What is Vertex AI?
- Sharon Rajendra Manmothe
- Dec 2, 2024
- 9 min read
When we think of Google, the first thing that comes to mind is its dominance in the search engine space. However, Google has made substantial contributions to the data science industry, consistently delivering state-of-the-art products and solutions to help users unlock the full potential of their data.
One of Google’s standout contributions is Vertex AI, a platform launched in 2021 to simplify the machine learning (ML) process on an enterprise scale.
In this tutorial, we will explore how to get started with Google’s Vertex AI platform and use it to manage the various stages of the ML lifecycle. By the end, we’ll have a deployed model ready to generate predictions for a classification task.
A Comprehensive Solution for the Machine Learning Life Cycle
The machine learning lifecycle is a multi-step process that encompasses the following stages:
Data Preparation, Ingestion, and Exploration
Feature Engineering and Selection
Model Training and Tuning
Deployment and Model Monitoring
Each stage comes with its own set of tools, techniques, and challenges.
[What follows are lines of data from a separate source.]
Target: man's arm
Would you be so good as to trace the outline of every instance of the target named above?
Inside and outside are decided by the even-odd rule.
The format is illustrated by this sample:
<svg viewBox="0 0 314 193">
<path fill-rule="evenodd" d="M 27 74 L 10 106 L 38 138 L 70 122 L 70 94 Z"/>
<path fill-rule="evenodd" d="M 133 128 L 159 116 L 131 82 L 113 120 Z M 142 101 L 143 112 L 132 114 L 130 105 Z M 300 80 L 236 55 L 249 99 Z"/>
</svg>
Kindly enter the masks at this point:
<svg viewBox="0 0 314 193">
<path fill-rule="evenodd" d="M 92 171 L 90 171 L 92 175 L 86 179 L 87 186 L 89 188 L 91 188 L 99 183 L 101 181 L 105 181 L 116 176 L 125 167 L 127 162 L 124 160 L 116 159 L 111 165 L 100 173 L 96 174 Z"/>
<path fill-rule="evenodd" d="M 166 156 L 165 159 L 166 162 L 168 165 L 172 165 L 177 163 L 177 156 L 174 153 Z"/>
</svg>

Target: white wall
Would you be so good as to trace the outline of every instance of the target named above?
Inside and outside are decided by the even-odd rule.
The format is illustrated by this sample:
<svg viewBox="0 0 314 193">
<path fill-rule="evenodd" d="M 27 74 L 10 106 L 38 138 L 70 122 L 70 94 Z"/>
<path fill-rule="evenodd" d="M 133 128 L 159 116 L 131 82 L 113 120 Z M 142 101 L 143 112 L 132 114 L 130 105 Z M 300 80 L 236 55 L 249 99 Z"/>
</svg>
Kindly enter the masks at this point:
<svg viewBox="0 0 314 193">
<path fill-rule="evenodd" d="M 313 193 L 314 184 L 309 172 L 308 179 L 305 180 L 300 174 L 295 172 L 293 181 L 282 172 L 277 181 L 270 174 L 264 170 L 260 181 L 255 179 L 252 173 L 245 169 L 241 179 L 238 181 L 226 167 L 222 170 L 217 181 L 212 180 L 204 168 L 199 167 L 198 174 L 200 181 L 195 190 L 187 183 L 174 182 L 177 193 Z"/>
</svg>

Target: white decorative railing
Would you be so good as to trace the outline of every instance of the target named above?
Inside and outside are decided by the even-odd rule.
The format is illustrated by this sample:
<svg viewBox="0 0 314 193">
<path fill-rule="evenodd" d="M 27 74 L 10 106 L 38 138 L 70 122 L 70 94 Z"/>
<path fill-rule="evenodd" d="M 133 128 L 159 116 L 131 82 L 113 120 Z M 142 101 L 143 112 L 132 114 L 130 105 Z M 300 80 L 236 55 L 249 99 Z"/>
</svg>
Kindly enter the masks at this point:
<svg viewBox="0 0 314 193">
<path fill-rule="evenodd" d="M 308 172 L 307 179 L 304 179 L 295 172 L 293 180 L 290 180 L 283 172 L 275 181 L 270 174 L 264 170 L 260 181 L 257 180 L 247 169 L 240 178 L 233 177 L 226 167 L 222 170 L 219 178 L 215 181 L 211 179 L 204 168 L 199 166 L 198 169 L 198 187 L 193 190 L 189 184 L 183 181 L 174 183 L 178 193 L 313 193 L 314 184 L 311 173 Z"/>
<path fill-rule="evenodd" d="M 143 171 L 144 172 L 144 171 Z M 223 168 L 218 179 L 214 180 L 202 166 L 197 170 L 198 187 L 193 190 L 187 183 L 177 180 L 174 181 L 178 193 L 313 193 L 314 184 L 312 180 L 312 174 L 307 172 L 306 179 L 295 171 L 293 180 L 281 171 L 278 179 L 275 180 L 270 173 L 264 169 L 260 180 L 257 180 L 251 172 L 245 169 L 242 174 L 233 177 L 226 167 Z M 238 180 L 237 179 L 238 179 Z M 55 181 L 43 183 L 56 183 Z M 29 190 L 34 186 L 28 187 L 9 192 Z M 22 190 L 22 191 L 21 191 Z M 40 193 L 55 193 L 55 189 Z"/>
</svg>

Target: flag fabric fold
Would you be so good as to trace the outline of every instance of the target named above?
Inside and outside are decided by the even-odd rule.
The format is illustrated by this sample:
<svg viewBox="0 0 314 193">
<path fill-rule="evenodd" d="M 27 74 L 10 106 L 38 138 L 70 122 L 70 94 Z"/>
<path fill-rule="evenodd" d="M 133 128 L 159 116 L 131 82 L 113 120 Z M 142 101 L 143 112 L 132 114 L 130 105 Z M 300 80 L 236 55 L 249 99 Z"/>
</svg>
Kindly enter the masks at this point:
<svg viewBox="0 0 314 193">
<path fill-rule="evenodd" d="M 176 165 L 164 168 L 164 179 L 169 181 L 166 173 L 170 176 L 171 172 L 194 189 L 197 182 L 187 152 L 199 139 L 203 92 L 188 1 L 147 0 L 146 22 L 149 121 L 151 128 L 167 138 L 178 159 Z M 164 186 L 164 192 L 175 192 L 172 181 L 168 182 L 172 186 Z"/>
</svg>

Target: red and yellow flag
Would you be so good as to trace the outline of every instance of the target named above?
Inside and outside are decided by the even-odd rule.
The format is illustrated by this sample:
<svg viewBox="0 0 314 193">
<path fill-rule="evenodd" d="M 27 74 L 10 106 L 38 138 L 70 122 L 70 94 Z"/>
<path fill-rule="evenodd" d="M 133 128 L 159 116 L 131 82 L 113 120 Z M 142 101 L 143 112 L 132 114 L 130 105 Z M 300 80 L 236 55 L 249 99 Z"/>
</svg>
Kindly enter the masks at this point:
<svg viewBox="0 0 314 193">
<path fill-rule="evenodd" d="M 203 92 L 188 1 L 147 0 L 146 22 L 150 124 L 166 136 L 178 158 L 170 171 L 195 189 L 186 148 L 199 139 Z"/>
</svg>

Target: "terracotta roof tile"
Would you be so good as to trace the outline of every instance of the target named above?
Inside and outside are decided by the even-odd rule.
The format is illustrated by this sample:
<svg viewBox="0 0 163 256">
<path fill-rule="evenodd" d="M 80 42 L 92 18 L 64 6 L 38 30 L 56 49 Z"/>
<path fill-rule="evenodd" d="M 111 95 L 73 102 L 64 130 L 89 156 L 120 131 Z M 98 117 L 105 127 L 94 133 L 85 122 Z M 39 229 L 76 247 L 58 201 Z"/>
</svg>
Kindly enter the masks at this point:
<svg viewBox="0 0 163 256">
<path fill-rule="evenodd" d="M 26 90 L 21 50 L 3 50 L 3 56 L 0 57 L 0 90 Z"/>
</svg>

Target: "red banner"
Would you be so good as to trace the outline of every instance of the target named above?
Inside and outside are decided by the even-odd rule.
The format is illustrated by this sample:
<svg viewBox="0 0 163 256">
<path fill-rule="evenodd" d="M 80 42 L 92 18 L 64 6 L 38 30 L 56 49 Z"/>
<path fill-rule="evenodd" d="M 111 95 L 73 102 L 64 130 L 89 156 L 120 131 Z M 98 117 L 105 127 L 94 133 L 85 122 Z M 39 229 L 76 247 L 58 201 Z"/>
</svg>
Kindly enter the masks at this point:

Typically, implementing ML solutions requires a team of specialists with expertise in diverse areas.
This is where Vertex AI by Google Cloud stands out—it unifies and streamlines the entire ML lifecycle within a single, cohesive platform.
Simplifying Machine Learning for Everyone
Vertex AI is designed to cater to users of all skill levels, democratizing machine learning in the following ways:
1. AutoML for Beginners
No Coding Required: With AutoML, users with minimal technical expertise can create high-quality ML models.
Automated Workflows: From data preparation to hyperparameter tuning, everything is handled seamlessly under the hood.
Quick Results: Users simply upload their data and follow a few simple steps to build a model.
2. Custom Model Training for Experts
Flexibility and Freedom: Experienced data scientists can train models using their preferred frameworks, such as TensorFlow, PyTorch, or XGBoost.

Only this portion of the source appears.